Some Iowa Republicans have been skeptical of Santorum because he lost his last election, in 2006, to Sen. Bob Casey (D., Pa.) after two terms in the Senate. As far as Iowa goes, Laudner argues that Santorum has a shot, noting that a recent Des Moines Register poll showed that 60 percent of likely caucus-goers were either undecided or indicated they might change their minds.
"Why you and not Newt?" a woman asked in Holstein, at Java Junkies.
"You're looking for someone you can trust and will do what he says he's going to do," Santorum said. To another questioner, he rejected the contention that Romney is more electable in a general election.
"There's not evidence that Mitt Romney can run as a conservative and win," Santorum said.
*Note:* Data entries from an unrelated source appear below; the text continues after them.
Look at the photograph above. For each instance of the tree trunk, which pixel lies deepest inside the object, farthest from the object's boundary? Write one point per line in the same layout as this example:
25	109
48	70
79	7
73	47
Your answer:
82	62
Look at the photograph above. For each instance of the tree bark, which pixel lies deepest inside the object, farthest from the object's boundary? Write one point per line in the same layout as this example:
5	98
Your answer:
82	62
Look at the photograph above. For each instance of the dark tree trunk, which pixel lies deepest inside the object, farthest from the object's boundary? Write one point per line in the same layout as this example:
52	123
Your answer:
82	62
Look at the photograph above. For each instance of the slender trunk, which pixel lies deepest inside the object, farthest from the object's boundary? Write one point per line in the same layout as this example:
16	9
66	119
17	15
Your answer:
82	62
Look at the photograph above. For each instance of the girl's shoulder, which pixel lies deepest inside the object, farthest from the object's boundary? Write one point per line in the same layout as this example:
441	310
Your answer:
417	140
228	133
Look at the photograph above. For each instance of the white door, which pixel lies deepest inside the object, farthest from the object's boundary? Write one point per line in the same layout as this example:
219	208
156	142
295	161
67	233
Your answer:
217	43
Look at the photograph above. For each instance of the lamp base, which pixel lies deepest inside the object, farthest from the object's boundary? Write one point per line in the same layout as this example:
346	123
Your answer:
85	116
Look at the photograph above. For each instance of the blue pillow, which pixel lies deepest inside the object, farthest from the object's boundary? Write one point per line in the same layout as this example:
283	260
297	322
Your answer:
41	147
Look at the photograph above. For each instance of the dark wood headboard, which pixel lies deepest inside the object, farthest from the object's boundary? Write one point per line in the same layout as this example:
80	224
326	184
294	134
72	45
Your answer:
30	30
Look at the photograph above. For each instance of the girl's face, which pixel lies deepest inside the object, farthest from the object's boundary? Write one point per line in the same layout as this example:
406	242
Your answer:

Romney ran as a liberal Republican for Senate in Massachusetts in 1994 and lost, Santorum said, and then was elected governor as a moderate in 2002. He did not even run for reelection in 2006. Since then, Romney has moved to the right, but he lost his try for the Republican presidential nomination nearly four years ago.
By contrast, Santorum often mentions his success winning in the swing state of Pennsylvania, explaining away the loss to Casey as a function of President George W. Bush's unpopularity.
He continues to build his campaign at the grassroots looking to surprise people in two weeks. Influential local leaders have been signing up, bringing their friends, who bring their friends.
On Friday night, Santorum had an audience of 75 people at the Sioux City home of Dave and Linda Holub for a meeting of the Iowa Faith and Freedom Coalition. Linda Holub, a leader of the state's Concerned Women for America chapter and a member of the Woodbury County GOP committee, decided within the last week to back Santorum.
She had wavered between Santorum and Bachmann but became convinced that Santorum had a more accomplished record in Congress and would be more electable.
"God did it," Linda Holub said, when asked how she made up her mind. She said that many conservative Christians do not trust Gingrich or Romney and are looking for a candidate with a "biblical worldview" who can win.
"I talked to a lot of my Christian friends, and they thought Michele couldn't win because she's a woman," Holub said. "For whatever reason, a man is more acceptable to more people. As an assertive woman I don't like that one bit, but that's the way it is," she said.
Santorum said he had been encouraged that undecided conservative leaders were moving his way.
"It's a good time to be found," he said in an interview. "We have to do better than expectations in Iowa. For us, that's lower than it is for almost everybody else in the field. And that's a good thing."